È questa la ricostruzione che sta trovando più credito se non già tra gli inquirenti, almeno tra i colleghi di lavoro sul motivo che ha portato Bove a buttarsi tra le auto in transito sulla tangenziale partenopea. Ma i segreti di quest'uomo, che gestiva quella massa enorme di dati racchiusi negli archivi informatici del gestore mobile, è racchiuso tra le carte di due inchieste. A Roma quella del sostituto procuratore Pietro Saviotti che dopo aver saputo del gesto di Bove ha mandato subito la polizia postale a perquisire gli uffici del manager sia a Roma che a Milano. Cosa abbiano trovato ancora non si sa. Ma gli inquirenti se ne sono andati via con agende, floppy e memorie informatiche. Carte che serviranno nell'indagine su alcune presunte violazione delle banche dati compiute per conto di 007 privati. L'altra inchiesta, analoga a quella di Saviotti ma di portata ben più ampia e che ha portato all'inizio dell'anno una verifica interna sul suo ufficio, è quella del Pm Stefano Civardi su Telecom, la violazione delle banche dati e i rapporti tra l'ex capo sicurezza Giuliano Tavaroli e una serie di interlocutori.

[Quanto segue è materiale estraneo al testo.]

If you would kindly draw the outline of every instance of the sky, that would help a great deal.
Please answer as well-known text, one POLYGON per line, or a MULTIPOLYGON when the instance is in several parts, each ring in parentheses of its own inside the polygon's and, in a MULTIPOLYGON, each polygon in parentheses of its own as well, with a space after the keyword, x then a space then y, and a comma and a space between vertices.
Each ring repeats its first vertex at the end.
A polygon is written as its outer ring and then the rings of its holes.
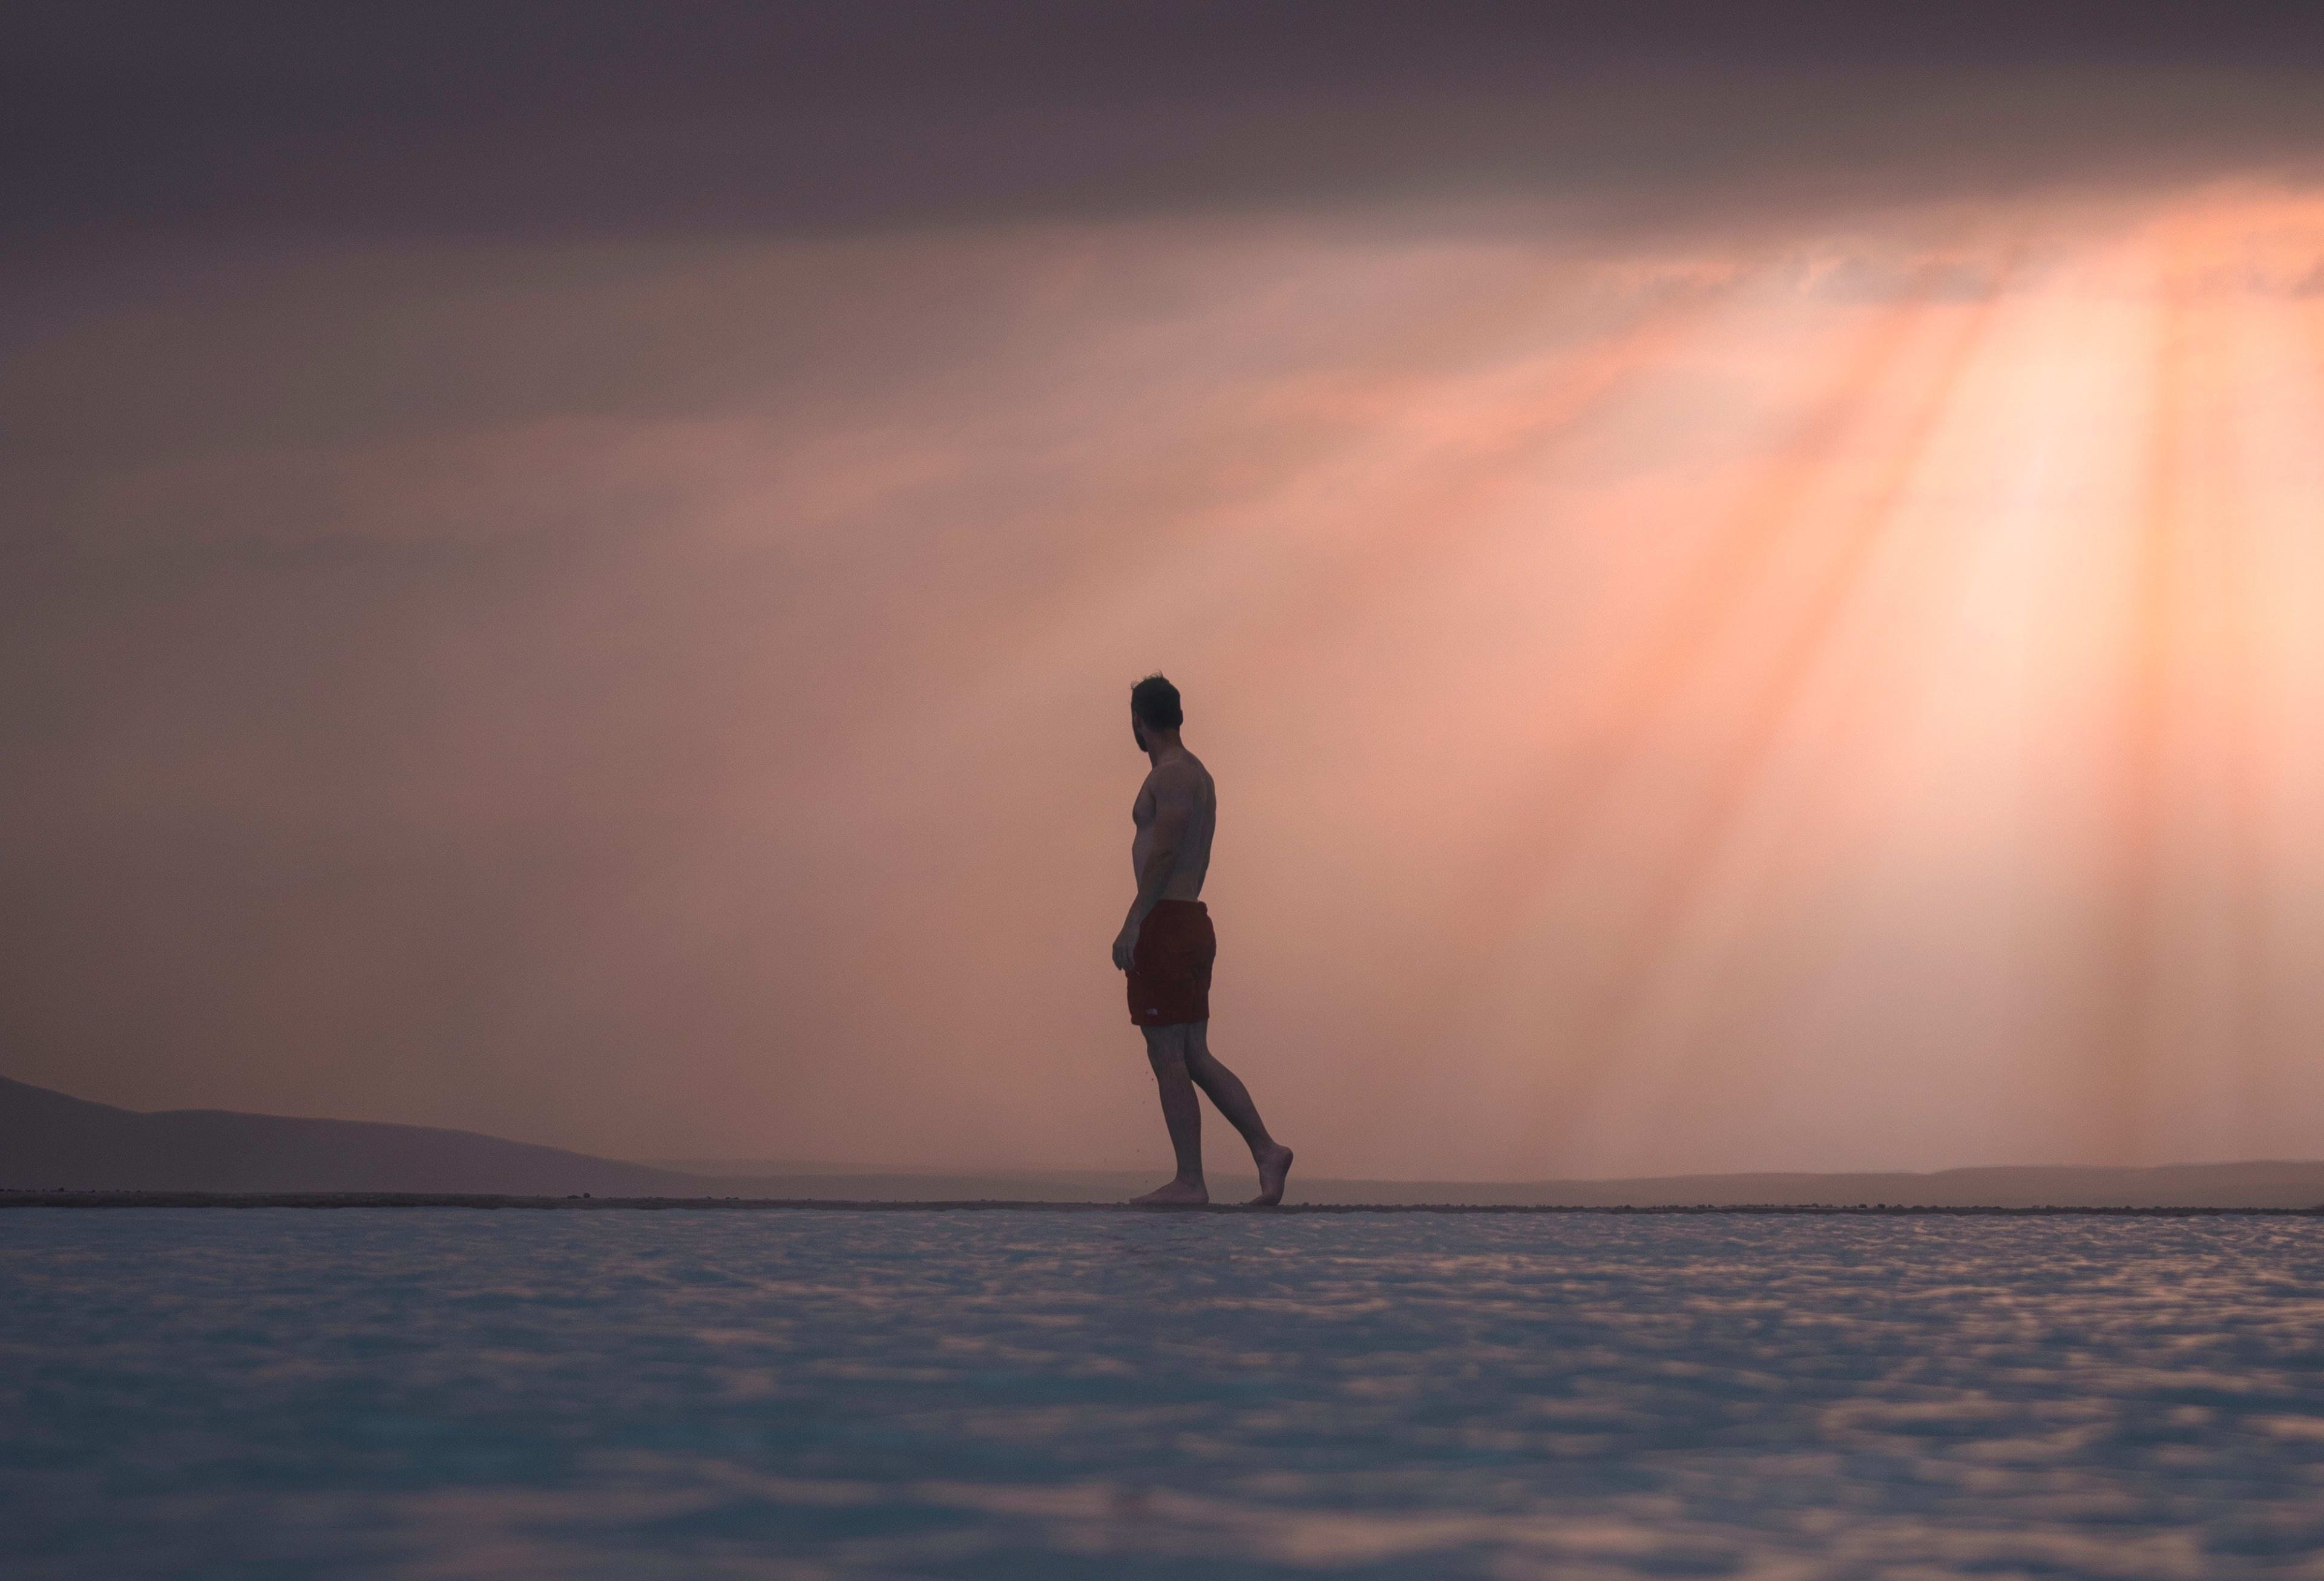
POLYGON ((0 1071, 1163 1168, 1159 669, 1303 1169, 2324 1156, 2324 13, 1941 9, 11 6, 0 1071))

In entrambe le indagini, però, Bove non risulta indagato. Anche se le verifiche interne, contrariamente a quanto riportato ieri da alcuni quotidiani, non erano state disposte dal suo ufficio sulla fuga di notizie sui tabulati ma sembra, su eventuali impiegati o funzionari infedeli che Bove stesso avrebbe avuto alle sue dipendenze. C'è poi l'attività professionale di Bove. Presente e soprattutto passata. Dalla sua scrivania infatti transitava una mole così consistente di dati di interesse per le autorità giudiziaria, ovvero i tabulati e relative intercettazioni, che appare troppo dispersiva un'iniziale analisi su questo fronte senza aver prima un qualche indizio.
Le indagini su questo misterioso suicidio sono infatti coordinate dal Pm Giancarlo Novelli della procura di Napoli che ha già disposto l'autopsia del corpo del manager e ha fatto raccogliere dagli agenti della squadra mobile partenopea le deposizioni di diversi automobilisti che sono stati testi oculari della tragedia. Bove ha lasciato l'auto parcheggiata con le frecce lampeggianti e si è gettato nel vuoto. Fine. Gli investigatori ritengono secondaria la depressione che avrebbe afflitto Bove da qualche tempo. Novelli intende interrogare già da domani come testimoni sia il fratello Guglielmo, avvocato interno di Telecom, sia un gruppo di colleghi.
Il Pm sembra quindi interessato a ricostruire la carriera del manager da quando lasciò la Digos per arrivare in Telecom, ai suoi rapporti con politici di primissimo piano, a un vice capo della polizia che avrebbe sostenuto la professionalità di Bove ai piani alti del colosso telefonico. Sino infine al rapporto con ex colleghi come Tavaroli, indagato dalla procura di Milano per le intercettazioni illegali.